With yesterday’s dramas now behind him, Fourmaux is simply focused on taking that position back.
“I had a really clean stage, it was really nice to drive the car – even better than yesterday,” he said. “I didn’t feel very well before the start but it didn’t disturb me at all, so really positive.”
Fourmaux felt the gap to Solberg is “quite big” but he beat the Hyundai by four seconds, trimming the overall gap to 10.3s.
“Clearly he’s pushing so he has a different objective to me,” commented Solberg.
“I’m just driving clean without any mistakes, maybe he’ll make some mistakes we’ll just wait.”
Just 8.2 seconds separated overnight leader Tänak and second-placed Evans, giving Tänak a healthy but not insurmountable advantage.
Evans was faster on SS17 to cut the deficit to 7.1s, but all is still in Tänak’s control.
“That’s the action plan, to protect it. At the moment we have an advantage of two seconds per stage, so one second is OK,” said Tänak.
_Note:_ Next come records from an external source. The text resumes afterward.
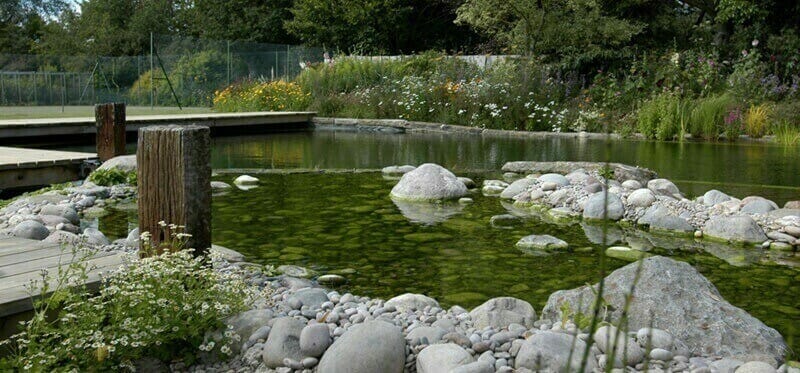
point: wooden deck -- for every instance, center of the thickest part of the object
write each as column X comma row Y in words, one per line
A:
column 22, row 261
column 20, row 167
column 27, row 128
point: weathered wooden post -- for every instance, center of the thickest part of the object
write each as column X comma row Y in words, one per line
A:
column 174, row 177
column 110, row 122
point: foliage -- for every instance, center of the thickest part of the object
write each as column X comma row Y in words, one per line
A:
column 712, row 116
column 156, row 307
column 112, row 176
column 578, row 31
column 664, row 117
column 787, row 134
column 194, row 78
column 756, row 120
column 267, row 96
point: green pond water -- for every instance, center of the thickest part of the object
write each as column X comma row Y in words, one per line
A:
column 347, row 224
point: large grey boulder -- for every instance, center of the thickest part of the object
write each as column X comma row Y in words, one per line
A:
column 500, row 312
column 674, row 297
column 309, row 297
column 442, row 358
column 642, row 197
column 541, row 242
column 621, row 171
column 126, row 163
column 315, row 339
column 411, row 302
column 608, row 338
column 373, row 346
column 736, row 228
column 595, row 207
column 660, row 218
column 64, row 211
column 283, row 342
column 550, row 352
column 663, row 187
column 517, row 187
column 757, row 205
column 713, row 197
column 558, row 179
column 429, row 182
column 31, row 229
column 433, row 334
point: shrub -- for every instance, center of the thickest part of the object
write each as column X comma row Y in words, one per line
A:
column 112, row 176
column 787, row 134
column 707, row 119
column 663, row 117
column 194, row 78
column 158, row 307
column 756, row 119
column 276, row 95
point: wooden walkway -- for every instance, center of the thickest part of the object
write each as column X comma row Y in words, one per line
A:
column 20, row 167
column 22, row 261
column 27, row 128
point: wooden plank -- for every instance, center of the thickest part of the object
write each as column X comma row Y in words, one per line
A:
column 17, row 299
column 10, row 247
column 37, row 253
column 37, row 264
column 82, row 126
column 22, row 279
column 174, row 173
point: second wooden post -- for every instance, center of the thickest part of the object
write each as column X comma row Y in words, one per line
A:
column 110, row 122
column 174, row 177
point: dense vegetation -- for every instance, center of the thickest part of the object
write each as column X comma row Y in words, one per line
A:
column 665, row 97
column 662, row 68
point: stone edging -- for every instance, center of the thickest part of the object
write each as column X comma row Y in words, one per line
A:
column 422, row 127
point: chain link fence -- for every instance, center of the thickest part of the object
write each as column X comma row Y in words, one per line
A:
column 178, row 71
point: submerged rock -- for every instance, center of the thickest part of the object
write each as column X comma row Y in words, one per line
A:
column 700, row 318
column 553, row 352
column 663, row 187
column 429, row 182
column 397, row 170
column 427, row 212
column 595, row 207
column 410, row 302
column 737, row 228
column 245, row 180
column 501, row 312
column 660, row 218
column 541, row 242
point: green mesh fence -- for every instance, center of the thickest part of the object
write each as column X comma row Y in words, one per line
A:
column 179, row 71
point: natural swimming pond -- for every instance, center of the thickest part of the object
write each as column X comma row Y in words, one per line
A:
column 346, row 223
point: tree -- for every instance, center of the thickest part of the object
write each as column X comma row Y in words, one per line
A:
column 575, row 29
column 349, row 25
column 22, row 23
column 252, row 20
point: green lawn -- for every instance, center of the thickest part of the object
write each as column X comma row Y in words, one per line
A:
column 31, row 112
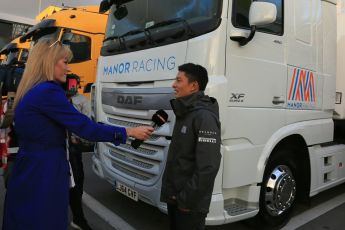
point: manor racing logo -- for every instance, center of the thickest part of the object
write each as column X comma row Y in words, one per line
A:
column 137, row 66
column 302, row 94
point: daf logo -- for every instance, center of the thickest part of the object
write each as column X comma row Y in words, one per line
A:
column 129, row 100
column 237, row 97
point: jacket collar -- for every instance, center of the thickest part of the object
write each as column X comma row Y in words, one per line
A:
column 183, row 105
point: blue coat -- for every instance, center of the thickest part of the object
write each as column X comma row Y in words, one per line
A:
column 37, row 194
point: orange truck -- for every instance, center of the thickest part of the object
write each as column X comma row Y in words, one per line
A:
column 14, row 51
column 82, row 28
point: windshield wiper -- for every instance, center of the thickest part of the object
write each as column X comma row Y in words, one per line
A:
column 111, row 38
column 133, row 32
column 166, row 23
column 173, row 21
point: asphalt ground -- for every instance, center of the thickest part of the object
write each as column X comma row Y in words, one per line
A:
column 106, row 209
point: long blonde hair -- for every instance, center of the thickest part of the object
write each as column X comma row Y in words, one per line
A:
column 40, row 65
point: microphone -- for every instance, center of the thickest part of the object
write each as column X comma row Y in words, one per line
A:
column 158, row 119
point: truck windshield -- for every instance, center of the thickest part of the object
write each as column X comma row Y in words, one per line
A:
column 156, row 22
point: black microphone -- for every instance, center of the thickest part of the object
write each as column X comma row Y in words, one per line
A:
column 158, row 119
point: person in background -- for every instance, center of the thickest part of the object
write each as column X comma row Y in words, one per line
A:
column 75, row 150
column 194, row 153
column 38, row 191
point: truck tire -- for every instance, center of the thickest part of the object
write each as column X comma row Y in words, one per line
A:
column 278, row 190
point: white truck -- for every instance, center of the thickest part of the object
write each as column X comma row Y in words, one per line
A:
column 272, row 68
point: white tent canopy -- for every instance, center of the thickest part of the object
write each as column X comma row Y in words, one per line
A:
column 25, row 11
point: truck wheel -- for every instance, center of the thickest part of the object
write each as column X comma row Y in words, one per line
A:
column 278, row 190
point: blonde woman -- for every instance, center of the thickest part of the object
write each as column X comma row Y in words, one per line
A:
column 37, row 194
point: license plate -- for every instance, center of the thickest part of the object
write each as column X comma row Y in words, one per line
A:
column 127, row 191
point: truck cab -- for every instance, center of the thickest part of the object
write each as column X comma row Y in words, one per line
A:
column 15, row 51
column 272, row 68
column 72, row 26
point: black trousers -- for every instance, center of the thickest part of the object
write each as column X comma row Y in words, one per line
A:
column 76, row 193
column 179, row 220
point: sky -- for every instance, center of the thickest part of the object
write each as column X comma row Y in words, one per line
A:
column 26, row 10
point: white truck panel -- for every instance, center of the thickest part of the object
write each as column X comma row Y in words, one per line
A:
column 340, row 86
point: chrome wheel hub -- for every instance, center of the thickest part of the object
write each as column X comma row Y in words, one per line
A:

Evans added: “Feeling pretty good, it was quite slippery at the start but otherwise things working OK.”
Esapekka Lappi remains a lonely third, with Takamoto Katsuta a similarly steady sixth behind the dueling Solberg and Fourmaux.
Craig Breen minorly overshot a square-right and ran wide onto the grass, but otherwise had a clean stage as he returned following his accident on Saturday as the first car on the road.
“We’re just trying to get back into some sort of a rhythm after yesterday, so all fine,” said Breen.
Kalle Rovanperä was a second quicker as the next car behind him but had taken a different tire strategy with two softs in his package.
Asked why, Rovanperä was giving nothing away.
“Because I wanted to take them,” he smiled.
Thierry Neuville was a strong 3.8s faster than Rovanperä and third fastest on the stage. Like Breen, he is returning after a crash on Saturday.
“Huge disappointment from yesterday so today it’s just driving through, trying a few things on the car but basically just be here for our spectators and our fans,” Neuville said.
“They are here for us, so much support on the stages and off the stages, we are here for them.”